# MERCHANTABILITY or FITNESS FOR A PARTICULAR PURPOSE. # but WITHOUT ANY WARRANTY without even the implied warranty of # This program is distributed in the hope that it will be useful,
Wavosaur sample rate without resampling software#
# the Free Software Foundation either version 2 of the License, or
Wavosaur sample rate without resampling license#
# it under the terms of the GNU General Public License as published by # This program is free software you can redistribute it and/or modify Never got around to use the command line arguments. Edit the input/output names at the start of the code. If you have stereo, or use other formats, it shouldn't be that difficult to adapt.

Here's a small program which converts (unsigned) 8 and 16 bits mono from 44.1 to 16. It might (should) work for both, but I haven't tested it. There's another headache, because in the wave module in Python, there is no way to tell if the data is signed or not (only if it's 8 or 16 bits).

It's a bit of a headache to do, because there's some type conversion to be done between the bytestring native to python and the arrays needed in scipy. Notice you can also use the method decimate in the case you are only doing downsampling and want something faster than fourier. Number_of_samples = round(len(data) * float(new_rate) / sampling_rate)ĭata = sps.resample(data, number_of_samples) I was indeed in the case I was loading a 44100Hz wave file and required a 48000Hz sampled data, so I wrote the few following lines to load my data: # Imports The "resampling" function use fourier transform.

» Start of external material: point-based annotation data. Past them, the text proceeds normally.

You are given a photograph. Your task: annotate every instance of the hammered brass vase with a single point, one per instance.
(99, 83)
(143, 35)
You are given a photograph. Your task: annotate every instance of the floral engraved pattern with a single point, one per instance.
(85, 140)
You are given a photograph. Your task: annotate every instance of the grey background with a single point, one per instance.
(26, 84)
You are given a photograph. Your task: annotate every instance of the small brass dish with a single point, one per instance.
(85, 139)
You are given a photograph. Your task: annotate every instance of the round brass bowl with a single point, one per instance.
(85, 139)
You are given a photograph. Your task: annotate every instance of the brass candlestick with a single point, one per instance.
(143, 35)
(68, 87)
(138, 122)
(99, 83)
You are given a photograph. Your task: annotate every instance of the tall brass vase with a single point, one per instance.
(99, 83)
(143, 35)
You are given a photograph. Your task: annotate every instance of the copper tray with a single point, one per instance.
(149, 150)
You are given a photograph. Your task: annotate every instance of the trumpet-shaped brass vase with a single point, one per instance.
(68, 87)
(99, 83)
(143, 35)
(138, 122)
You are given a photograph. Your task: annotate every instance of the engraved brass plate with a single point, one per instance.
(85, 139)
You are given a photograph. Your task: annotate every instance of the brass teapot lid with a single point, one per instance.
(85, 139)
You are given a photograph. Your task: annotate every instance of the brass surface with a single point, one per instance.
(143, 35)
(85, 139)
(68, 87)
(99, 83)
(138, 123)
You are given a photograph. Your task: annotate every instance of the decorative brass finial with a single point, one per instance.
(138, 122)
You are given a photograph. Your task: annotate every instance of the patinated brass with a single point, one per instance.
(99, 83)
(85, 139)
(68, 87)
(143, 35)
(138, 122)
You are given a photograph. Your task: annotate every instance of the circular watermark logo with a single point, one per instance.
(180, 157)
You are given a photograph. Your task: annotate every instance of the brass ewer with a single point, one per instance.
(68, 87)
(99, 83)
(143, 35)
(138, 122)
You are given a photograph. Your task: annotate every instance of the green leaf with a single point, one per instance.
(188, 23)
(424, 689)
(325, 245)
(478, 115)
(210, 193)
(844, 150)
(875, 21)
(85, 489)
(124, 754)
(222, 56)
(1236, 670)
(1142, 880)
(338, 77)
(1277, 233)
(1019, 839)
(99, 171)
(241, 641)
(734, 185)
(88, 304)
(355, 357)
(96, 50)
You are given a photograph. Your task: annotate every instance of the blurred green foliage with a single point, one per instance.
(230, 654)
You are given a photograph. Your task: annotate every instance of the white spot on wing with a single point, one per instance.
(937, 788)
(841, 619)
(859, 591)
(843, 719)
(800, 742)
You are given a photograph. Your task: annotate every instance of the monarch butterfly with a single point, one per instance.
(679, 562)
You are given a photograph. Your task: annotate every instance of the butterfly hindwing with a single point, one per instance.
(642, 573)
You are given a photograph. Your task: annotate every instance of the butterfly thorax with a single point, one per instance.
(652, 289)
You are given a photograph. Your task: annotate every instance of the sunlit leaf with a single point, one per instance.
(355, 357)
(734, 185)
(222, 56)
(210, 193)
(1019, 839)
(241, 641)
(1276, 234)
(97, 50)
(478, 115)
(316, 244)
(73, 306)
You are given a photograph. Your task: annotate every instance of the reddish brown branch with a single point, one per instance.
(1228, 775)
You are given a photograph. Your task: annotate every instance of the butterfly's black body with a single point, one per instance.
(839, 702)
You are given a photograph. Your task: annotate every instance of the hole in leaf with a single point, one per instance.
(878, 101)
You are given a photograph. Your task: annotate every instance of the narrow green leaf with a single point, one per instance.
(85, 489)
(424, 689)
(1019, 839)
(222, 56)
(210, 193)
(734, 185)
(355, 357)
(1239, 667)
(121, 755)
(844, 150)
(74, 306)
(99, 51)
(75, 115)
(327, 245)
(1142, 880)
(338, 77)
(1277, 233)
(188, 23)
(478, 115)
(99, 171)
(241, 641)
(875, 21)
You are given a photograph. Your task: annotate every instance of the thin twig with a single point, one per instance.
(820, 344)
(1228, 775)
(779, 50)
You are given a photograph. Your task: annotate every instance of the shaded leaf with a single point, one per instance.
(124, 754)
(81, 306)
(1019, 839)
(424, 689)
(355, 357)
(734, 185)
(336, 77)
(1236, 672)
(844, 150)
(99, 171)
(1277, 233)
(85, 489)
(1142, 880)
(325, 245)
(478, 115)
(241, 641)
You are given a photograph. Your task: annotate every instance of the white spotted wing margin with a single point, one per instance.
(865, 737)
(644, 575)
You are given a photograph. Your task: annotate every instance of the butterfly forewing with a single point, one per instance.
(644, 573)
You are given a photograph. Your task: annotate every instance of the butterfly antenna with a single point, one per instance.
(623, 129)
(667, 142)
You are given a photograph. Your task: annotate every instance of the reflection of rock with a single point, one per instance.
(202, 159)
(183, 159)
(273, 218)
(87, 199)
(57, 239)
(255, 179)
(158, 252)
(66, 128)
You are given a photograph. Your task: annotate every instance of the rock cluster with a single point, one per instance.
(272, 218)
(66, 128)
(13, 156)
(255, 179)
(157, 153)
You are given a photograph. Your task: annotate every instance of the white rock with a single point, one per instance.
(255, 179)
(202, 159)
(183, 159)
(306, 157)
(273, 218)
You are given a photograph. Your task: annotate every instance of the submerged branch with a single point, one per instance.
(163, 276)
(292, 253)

See the following picture for two curves of upsampling using a different algorithm from scipy. Since fourier transform isn't something you want to re-write by hand, if you want a good subsampling/supsampling, You could use a linear interpolation (connect points with a line) or a binomial interpolation (connect three points with a piece of polynom) or (sometimes the best for sound) use a Fourier transform and interpolate in the space of frequency. The reason is that interpolating the right way isn't easy or either obvious. You could do it by hand if you understand the principle, but I strongly recommend you to use a library. See the picture below where you have a curve sampled at two different scales. In this case, you just have to take buckets of $k$ samples and keep only the first one.

The only case where subsampling would be easy is when you divide the sampling rate by an integer $k$. This is because you want to know the value of the sound wave at some time that wasn't sampled, so you have to guess this value by one way or an other. The idea is that you need to somehow draw a curve between your points, and then take values from this curve at the new sampling rate. To downsample (also called decimate) your signal (it means to reduce the sampling rate), or upsample (increase the sampling rate) you need to interpolate between your data.